Bobby Knight promised he would give me the scoop when he decided to retire as the basketball coach at Texas Tech and likely not coach again.

The phone at my house rang at 8:06 Sunday morning.

"I told you I would give you the advance notice when I decided to quit," Knight said. "This is it. I just don't have my heart in it anymore. It is time to turn to the coaching over to Pat [his son].''

Bobby made it clear that this was the time for Pat to take over and not wait until the end of the season. Texas Tech had won its past two games, beating Missouri and Texas A&M for a 3-3 conference record and this seemed the right time for Pat to take over.

Bobby and I had talked about his situation many times, and he definitely would have quit after this year.

Yes I blew the big scoop because the official announcement didn't come until 24 hours later.

I did make the announcement that Knight had told me he was going to quit on ''The Sports Huddle'' show on WCCO radio Sunday morning.

But knowing this man so well for 40 some years, it was hard for me to believe that he wouldn't change his mind when the time came for him to make the announcement.
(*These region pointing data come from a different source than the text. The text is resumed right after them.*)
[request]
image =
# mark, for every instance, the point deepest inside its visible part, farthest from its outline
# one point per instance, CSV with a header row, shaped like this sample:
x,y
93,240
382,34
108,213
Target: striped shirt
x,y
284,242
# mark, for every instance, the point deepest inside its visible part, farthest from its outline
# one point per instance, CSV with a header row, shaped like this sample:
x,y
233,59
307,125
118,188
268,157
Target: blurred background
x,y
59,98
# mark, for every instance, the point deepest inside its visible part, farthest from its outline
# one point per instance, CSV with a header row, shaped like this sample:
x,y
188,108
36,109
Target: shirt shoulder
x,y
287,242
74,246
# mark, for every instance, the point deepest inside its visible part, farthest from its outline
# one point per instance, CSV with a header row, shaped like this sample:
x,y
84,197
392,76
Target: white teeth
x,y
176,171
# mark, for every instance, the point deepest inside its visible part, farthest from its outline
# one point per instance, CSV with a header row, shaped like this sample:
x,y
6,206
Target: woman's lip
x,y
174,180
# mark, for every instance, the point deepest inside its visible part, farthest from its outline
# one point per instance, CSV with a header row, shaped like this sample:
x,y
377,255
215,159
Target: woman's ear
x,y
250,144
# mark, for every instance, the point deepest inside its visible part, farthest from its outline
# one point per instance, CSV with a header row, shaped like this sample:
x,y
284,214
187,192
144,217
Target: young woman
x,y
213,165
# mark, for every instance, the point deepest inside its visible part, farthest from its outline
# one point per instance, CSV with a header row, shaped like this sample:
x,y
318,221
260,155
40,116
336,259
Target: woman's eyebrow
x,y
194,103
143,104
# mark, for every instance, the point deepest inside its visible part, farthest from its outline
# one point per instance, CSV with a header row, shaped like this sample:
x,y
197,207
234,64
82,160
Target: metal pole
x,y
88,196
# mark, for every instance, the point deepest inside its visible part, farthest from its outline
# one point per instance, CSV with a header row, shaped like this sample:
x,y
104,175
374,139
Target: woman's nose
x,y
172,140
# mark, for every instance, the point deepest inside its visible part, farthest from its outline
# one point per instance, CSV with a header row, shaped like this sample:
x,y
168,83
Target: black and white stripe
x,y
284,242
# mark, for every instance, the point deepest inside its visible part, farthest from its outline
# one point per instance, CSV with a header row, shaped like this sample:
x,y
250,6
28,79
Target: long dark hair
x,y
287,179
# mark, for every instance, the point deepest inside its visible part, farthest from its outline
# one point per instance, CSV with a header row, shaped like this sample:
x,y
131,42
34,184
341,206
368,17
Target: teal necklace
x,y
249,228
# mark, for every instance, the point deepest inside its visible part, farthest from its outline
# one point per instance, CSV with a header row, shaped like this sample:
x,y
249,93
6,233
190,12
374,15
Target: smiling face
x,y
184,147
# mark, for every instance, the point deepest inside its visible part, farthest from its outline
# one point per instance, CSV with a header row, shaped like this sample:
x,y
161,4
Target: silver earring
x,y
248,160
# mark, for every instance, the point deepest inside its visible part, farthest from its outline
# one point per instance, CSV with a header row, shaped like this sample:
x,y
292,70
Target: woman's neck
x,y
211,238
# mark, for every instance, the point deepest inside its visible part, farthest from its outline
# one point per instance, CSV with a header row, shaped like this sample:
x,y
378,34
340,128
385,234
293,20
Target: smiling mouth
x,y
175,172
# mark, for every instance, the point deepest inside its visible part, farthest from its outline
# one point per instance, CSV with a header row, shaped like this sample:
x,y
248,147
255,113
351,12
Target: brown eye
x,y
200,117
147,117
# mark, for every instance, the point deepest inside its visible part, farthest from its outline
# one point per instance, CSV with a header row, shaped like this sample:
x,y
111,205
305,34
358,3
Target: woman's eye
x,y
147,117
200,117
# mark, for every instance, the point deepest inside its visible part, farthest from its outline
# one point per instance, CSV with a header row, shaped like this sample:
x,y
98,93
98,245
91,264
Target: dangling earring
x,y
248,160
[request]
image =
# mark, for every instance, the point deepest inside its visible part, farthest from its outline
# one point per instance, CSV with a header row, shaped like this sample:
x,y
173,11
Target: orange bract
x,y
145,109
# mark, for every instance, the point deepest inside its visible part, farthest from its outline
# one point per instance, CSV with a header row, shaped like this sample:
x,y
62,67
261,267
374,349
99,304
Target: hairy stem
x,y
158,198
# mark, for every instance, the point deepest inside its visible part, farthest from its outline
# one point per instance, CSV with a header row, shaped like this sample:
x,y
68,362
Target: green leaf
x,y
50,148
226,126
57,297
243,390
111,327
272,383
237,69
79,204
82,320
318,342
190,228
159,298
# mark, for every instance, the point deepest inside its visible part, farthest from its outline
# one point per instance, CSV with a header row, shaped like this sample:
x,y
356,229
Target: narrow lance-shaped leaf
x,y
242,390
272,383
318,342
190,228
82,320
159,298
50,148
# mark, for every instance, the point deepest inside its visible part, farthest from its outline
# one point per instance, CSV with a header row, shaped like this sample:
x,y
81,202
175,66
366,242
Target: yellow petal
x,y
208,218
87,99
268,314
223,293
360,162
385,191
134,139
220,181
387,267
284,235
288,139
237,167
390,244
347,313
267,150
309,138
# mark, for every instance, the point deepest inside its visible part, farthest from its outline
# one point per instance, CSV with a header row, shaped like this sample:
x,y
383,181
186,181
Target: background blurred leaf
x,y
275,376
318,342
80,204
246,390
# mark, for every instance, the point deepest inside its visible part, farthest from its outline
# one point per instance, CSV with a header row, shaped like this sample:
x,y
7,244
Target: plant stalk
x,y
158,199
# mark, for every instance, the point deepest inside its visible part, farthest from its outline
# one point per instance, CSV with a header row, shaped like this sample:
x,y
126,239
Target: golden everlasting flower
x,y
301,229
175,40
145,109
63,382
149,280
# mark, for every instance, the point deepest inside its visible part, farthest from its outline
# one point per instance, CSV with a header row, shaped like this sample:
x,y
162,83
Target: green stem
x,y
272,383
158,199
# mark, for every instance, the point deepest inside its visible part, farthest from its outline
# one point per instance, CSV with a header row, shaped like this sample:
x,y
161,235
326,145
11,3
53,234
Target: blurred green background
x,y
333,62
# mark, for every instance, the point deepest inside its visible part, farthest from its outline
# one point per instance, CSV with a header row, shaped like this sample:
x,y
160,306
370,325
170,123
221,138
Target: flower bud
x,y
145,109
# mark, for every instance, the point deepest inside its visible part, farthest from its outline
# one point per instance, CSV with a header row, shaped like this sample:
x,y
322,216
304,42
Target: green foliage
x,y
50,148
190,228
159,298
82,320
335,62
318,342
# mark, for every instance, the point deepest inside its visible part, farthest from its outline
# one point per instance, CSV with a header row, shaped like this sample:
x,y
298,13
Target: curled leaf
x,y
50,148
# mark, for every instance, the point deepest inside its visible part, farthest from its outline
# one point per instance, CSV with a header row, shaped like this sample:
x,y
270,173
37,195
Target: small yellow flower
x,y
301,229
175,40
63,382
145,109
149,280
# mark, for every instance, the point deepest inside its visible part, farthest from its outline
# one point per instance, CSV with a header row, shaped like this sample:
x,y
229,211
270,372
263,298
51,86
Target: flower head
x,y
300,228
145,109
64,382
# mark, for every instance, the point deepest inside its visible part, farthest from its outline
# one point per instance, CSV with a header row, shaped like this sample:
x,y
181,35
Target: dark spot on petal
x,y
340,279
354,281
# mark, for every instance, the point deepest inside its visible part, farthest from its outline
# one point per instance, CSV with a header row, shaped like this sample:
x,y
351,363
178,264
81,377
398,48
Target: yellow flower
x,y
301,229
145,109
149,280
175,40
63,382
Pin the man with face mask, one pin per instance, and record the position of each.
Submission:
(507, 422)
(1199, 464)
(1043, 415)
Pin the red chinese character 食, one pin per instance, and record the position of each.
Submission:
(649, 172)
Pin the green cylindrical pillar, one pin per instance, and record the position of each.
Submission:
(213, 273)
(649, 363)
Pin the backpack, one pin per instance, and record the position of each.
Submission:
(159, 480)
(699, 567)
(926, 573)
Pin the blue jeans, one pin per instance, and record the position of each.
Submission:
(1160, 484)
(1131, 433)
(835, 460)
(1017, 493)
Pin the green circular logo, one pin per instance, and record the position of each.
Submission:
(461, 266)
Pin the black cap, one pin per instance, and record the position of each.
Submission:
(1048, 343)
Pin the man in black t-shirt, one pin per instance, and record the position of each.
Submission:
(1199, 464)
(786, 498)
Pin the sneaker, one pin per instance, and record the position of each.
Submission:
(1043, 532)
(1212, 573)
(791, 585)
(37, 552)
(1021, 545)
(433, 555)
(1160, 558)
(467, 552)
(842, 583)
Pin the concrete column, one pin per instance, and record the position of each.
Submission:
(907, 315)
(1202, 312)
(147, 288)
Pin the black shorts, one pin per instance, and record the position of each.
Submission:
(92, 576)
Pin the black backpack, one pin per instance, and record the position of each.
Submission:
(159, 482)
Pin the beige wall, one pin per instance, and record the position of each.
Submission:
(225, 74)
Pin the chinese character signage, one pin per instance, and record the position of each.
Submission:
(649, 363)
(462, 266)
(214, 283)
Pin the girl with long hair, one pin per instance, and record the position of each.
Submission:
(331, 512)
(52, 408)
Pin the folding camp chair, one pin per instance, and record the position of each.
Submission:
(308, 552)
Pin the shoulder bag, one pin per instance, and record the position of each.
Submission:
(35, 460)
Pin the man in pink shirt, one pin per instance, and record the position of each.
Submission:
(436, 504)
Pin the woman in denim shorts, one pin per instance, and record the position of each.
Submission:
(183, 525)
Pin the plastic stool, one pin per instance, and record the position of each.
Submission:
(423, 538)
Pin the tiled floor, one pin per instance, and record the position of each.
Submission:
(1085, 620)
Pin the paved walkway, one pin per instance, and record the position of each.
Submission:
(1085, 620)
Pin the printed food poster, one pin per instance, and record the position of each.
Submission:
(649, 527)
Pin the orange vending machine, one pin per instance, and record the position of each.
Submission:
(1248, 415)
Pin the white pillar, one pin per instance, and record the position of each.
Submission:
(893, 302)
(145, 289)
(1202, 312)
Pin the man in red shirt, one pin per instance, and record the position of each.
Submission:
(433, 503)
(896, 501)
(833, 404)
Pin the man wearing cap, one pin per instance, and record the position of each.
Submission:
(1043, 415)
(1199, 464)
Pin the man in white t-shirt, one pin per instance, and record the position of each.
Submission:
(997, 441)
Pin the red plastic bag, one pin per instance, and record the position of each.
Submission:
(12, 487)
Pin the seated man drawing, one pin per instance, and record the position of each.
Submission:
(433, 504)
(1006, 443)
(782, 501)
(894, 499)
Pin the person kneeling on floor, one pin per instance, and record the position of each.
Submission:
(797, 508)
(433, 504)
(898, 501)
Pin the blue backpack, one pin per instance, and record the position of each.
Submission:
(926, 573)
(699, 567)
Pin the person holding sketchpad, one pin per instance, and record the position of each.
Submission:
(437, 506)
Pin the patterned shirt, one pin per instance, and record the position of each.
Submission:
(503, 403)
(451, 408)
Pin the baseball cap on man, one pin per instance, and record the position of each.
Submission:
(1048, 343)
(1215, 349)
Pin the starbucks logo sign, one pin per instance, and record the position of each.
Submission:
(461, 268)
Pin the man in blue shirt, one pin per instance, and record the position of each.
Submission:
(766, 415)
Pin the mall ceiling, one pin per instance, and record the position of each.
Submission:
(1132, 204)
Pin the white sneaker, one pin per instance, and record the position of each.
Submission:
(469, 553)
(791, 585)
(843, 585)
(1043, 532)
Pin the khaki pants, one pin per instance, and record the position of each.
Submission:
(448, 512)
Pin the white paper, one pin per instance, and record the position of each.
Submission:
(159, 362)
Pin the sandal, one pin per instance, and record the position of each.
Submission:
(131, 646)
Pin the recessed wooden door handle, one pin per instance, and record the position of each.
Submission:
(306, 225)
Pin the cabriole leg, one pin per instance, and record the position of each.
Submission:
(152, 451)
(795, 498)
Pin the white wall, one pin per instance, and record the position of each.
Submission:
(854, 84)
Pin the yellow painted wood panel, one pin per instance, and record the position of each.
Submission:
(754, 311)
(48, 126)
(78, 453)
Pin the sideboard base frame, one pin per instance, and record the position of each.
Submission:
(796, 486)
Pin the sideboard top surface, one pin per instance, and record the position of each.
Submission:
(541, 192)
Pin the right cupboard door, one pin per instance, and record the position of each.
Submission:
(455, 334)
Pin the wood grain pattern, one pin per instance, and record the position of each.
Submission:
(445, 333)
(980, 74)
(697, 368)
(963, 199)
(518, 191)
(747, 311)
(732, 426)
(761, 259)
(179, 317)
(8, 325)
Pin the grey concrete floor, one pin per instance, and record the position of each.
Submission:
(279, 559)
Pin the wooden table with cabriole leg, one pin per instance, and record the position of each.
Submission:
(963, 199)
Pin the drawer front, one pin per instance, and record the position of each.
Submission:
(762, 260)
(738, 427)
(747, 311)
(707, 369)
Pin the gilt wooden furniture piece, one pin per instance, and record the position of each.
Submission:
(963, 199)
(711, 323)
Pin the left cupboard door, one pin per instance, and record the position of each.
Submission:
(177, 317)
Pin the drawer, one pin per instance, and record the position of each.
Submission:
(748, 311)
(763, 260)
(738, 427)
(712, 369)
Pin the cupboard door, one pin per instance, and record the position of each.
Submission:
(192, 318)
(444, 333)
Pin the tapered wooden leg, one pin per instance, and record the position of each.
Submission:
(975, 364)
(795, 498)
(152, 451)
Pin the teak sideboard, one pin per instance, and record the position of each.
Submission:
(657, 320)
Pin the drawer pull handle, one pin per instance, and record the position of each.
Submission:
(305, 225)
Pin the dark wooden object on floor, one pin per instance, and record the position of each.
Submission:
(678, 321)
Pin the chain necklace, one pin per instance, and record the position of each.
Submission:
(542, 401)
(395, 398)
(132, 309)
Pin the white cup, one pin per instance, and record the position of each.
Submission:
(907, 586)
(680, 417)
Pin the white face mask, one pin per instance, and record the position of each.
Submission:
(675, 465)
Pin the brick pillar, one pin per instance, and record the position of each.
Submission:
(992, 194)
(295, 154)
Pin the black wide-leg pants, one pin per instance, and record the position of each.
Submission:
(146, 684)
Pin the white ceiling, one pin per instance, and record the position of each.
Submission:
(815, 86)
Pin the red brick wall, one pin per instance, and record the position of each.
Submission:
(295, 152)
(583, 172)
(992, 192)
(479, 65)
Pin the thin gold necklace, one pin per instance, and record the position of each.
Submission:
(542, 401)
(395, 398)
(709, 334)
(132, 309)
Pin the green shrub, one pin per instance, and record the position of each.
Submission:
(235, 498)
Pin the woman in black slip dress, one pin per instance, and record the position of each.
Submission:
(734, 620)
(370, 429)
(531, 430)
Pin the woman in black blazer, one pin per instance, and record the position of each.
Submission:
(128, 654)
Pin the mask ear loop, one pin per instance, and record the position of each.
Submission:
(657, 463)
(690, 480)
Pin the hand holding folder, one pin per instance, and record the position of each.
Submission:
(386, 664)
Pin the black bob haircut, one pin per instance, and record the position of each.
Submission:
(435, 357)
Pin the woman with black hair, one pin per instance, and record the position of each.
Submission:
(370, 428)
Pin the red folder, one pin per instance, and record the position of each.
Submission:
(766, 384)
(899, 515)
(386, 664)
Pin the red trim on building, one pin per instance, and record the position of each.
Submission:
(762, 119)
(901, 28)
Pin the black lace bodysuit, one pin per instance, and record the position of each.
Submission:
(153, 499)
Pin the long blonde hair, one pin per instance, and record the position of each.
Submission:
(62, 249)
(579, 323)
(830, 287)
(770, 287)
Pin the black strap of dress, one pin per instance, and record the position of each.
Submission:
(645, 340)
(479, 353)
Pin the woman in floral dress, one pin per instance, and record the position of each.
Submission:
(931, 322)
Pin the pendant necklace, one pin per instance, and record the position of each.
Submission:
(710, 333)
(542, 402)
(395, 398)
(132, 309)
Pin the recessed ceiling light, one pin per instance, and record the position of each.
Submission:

So after giving it a lot of thought for several hours after the radio announcement, I decided not to write it about until I talked to him again. I couldn't reach him all day Sunday.

I talk to Knight at least once every week.

There is no doubt he was not very happy with the situation at Texas Tech, where the women outdraw the men in basketball even when the men have a winning record. Furthermore, it has been very difficult to recruit the same type of athletes at Lubbock that he could at Indiana.

However, he was very loyal to Gerald Myers, the athletic director at Texas Tech, and he turned down at least three outstanding jobs because Myers gave him the big opportunity after he lost the Indiana job.

He would have been very interested to talk to Joel Maturi about the Minnesota job. But Big Ten athletic director Jim Delany never has been a big friend of Knight's, and I doubt he would have recommended him for any job. He was confident he could win here.

The fact he won his 900th game this year had to play a part in his decision.

He has a great relationship with ESPN, and I look for him to get an offer to work for it or one of the networks to talk basketball. Nobody knows the game any better or could do a better job.

While he was in between jobs, he did turn down some great offers from one of the networks but I think he might be more interested in doing something now.

He is 67 years old. But I wouldn't bet against him coaching again. If a job in the Big Ten opened up, I am convinced he would give it great consideration.

While he had problems with some of the media, it was amazing the good words that were uttered about Knight as a person and a coach when his retirement was announced.

Yes he made some mistakes. But there is only one person in the media that knows him as well as I do and that is former Bloomington, Ind., sports editor Bob Hammel. And I know all of the great things he has done.

Nobody in his profession has done more for former players and former coaches than this man.

A good example of how he never forgot anybody is the case of Landon Turner, the former Hoosier who was crippled in an auto accident.

Every year for the past 10 years I have gotten the phone call from Knight to get handicapped tickets for Turner so he can attend the Super Bowl.

Yes this is the type of things he has done for so many.

The basketball world will miss this guy who for those who know him love him and respect that he was not only a winner but contributed as much to the game as any coach ever.